In the South, there have been over a dozen rounds of violence between the IDF and Palestinian terrorist groups in the Gaza Strip over the past year and half, including two weeks ago when Palestinian Islamic Jihad fired over 400 rockets toward southern and central Israel.
In the North, there have been several incidents of rocket fire by Iranian-backed Shi’ite groups and Hezbollah.
The survey was based on the responses of 1,400 Jewish and Arab residents in Israel’s North (Acre, Afula, Beit She’an, Metulla and Haifa) and South (from Ashdod to Eilat), all over the age of 25.
The research found that out of those surveyed in the North, 41% of Arab residents don’t feel safe compared with 17% of Jews.
According to the data, 42% of residents in southern Israel does not have a shelter or protected space in their home, and one out of every seven lack access to a safe room or public shelter nearby.
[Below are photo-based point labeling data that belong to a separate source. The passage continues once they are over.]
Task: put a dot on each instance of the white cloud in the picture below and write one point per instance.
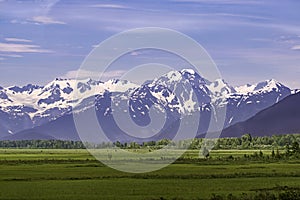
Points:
(17, 40)
(22, 48)
(82, 74)
(116, 6)
(46, 20)
(296, 47)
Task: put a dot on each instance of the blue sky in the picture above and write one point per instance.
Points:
(249, 41)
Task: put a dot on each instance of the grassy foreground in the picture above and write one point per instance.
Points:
(74, 174)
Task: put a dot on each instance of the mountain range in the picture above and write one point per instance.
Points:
(46, 112)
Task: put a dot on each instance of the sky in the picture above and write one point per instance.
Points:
(249, 41)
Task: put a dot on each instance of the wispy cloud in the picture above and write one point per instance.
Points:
(22, 48)
(296, 47)
(81, 74)
(11, 55)
(114, 6)
(46, 20)
(16, 40)
(220, 2)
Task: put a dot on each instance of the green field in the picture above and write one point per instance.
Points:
(74, 174)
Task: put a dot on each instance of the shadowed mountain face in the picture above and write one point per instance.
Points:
(281, 118)
(46, 111)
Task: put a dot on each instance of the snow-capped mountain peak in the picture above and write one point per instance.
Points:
(220, 88)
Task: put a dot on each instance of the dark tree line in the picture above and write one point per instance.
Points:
(290, 142)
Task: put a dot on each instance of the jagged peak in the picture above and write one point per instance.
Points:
(263, 86)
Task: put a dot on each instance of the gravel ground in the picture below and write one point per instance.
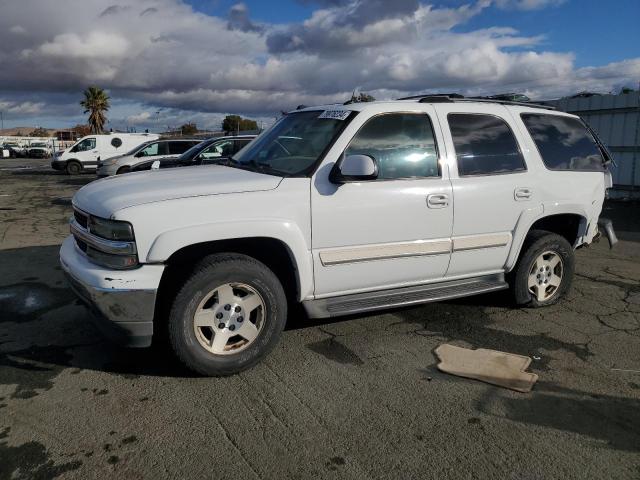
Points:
(356, 398)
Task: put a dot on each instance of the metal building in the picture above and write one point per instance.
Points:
(616, 119)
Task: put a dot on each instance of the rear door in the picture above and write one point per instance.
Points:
(87, 152)
(493, 187)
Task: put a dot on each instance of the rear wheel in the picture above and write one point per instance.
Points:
(73, 167)
(227, 316)
(544, 272)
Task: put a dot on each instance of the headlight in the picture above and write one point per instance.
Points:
(111, 229)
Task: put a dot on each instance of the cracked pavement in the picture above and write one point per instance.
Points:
(359, 397)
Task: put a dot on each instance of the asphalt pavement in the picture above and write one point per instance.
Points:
(357, 398)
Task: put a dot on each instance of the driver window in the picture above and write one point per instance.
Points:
(403, 144)
(218, 149)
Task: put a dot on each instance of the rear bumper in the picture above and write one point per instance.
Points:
(123, 302)
(606, 226)
(57, 165)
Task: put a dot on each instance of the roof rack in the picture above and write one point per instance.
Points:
(455, 97)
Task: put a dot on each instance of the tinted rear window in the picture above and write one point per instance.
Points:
(484, 144)
(564, 143)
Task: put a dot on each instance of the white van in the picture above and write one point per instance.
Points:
(88, 151)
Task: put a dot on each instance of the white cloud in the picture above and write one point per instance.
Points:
(528, 4)
(158, 54)
(18, 30)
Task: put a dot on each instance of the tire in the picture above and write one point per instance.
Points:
(207, 293)
(73, 167)
(539, 279)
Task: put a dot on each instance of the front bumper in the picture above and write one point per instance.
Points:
(57, 164)
(123, 301)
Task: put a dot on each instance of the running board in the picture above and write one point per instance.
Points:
(399, 297)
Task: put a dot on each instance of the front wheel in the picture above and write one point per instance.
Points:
(227, 316)
(544, 272)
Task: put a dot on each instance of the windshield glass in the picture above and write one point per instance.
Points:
(294, 144)
(137, 148)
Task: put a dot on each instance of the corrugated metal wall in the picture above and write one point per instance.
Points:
(616, 119)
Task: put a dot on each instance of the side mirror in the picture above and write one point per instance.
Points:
(354, 168)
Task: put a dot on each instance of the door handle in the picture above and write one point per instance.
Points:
(521, 194)
(437, 200)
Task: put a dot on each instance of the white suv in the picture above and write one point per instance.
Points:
(345, 209)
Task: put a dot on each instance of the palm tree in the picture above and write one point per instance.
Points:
(96, 103)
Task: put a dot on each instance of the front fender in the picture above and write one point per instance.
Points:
(169, 242)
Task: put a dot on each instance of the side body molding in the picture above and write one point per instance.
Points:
(169, 242)
(531, 215)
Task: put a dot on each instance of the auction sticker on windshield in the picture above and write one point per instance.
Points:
(335, 114)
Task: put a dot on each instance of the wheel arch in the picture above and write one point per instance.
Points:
(570, 225)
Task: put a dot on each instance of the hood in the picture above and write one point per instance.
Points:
(105, 197)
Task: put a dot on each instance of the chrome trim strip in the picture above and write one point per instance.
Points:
(107, 246)
(384, 251)
(382, 299)
(473, 242)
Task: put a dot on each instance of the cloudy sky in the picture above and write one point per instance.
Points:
(165, 62)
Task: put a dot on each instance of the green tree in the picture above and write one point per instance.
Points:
(189, 129)
(96, 104)
(235, 123)
(39, 132)
(81, 130)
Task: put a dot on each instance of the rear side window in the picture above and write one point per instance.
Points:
(178, 148)
(402, 143)
(564, 143)
(484, 144)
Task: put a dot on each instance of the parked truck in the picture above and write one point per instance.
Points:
(344, 209)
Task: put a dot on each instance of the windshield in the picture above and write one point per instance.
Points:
(294, 144)
(137, 148)
(193, 151)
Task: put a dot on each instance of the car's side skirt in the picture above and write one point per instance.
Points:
(398, 297)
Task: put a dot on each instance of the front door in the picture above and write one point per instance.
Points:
(393, 231)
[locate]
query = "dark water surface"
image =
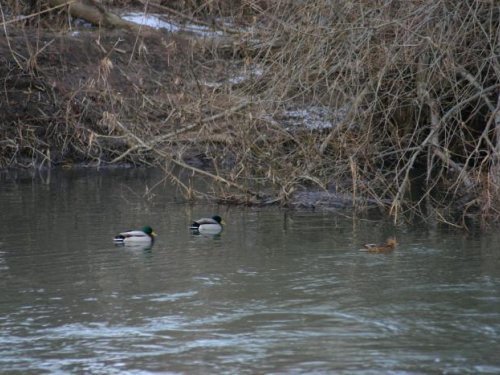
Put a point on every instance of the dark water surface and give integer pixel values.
(277, 292)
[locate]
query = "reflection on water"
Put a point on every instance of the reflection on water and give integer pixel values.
(276, 292)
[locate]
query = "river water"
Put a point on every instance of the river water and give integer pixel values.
(276, 292)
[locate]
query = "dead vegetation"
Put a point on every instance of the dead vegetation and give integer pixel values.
(417, 85)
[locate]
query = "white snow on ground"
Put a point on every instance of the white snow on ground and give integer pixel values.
(155, 21)
(312, 118)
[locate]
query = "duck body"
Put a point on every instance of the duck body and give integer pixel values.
(145, 235)
(213, 225)
(381, 248)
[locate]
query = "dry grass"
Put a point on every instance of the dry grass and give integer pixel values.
(419, 80)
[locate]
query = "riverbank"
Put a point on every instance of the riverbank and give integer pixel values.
(268, 103)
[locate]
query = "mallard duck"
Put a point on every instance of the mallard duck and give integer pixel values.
(211, 225)
(143, 236)
(381, 248)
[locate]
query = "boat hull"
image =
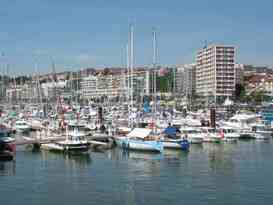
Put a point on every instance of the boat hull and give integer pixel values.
(56, 147)
(130, 144)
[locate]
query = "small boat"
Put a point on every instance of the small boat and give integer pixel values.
(210, 135)
(75, 142)
(229, 134)
(22, 126)
(260, 131)
(140, 139)
(172, 139)
(7, 144)
(194, 135)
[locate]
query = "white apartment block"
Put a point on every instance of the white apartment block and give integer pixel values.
(113, 85)
(215, 73)
(239, 73)
(186, 79)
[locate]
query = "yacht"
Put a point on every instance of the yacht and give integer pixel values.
(75, 142)
(260, 131)
(172, 139)
(194, 134)
(229, 134)
(7, 144)
(210, 135)
(22, 126)
(140, 139)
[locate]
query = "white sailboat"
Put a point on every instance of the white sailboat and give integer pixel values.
(22, 126)
(140, 139)
(75, 142)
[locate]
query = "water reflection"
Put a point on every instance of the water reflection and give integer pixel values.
(74, 161)
(220, 157)
(7, 168)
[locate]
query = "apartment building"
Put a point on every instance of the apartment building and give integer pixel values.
(215, 73)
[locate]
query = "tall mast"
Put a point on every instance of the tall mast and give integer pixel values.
(132, 62)
(154, 72)
(128, 72)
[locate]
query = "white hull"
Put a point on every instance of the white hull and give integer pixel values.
(262, 135)
(171, 145)
(66, 146)
(151, 146)
(195, 140)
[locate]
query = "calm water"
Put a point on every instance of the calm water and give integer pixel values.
(239, 173)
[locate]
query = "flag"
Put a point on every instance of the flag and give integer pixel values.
(162, 72)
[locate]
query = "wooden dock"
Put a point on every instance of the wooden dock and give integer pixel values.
(32, 141)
In the Arab sector, one out of every four residents do not have access to a safe room or public bomb shelter.
In the North, 35% of residents said that they don’t have access to bomb shelters near their homes, and 36% do not have one at home.
The survey stated that those who did not feel safe yet were not considering leaving their homes was due to economic considerations among Jewish respondents, and family reasons among Arab respondents.
A recent report published by the Israel Builders Association based on data provided by the Central Bureau of Statistics painted a grim picture of a lack of fortifications in the face of a missile attack by Hezbollah, with some 800,000 civilians in northern Israel lacking a bomb shelter or secure space.
Last year, former defense minister Avigdor Liberman said that since the last war in the North in 2006, the government has invested some NIS 236m. in protective facilities  in the North – which is home to about 244,000 Israelis – or approximately NIS 970 per resident.
Over the same period of time, the government spent some NIS 1.7 billion in southern Israel around the Gaza Strip where some 46,000 residents live, spending an estimated NIS 37,000 per resident.
Liberman planned to fortify buildings up to 45 km. from the Lebanese border, but the plan was canceled a year later.
Giora Zeltz, head of the Upper Galilee Regional Council, was quoted by Yediot Aharonot in September as warning of a disaster should Hezbollah leader Hassan Nasrallah choose to fire his massive missile arsenal toward populated areas.
“More than 50% of the people in these areas don’t have shelters, and when a major event happens there will be hundreds of thousands with no shelter to protect them,” Zeltz said. “We’re talking about a very large area with zero response time. We need to fortify all the public and educational buildings by the end of 2020. With all the stupidity floating around, nothing is happening.
“There’s a real dissonance between the government’s claims and its actions. According to the government, more than 100,000 missiles are expected to land from Rosh Hanikra all the way to Mount Hermon. Think about the day when those missiles fall on populated areas.”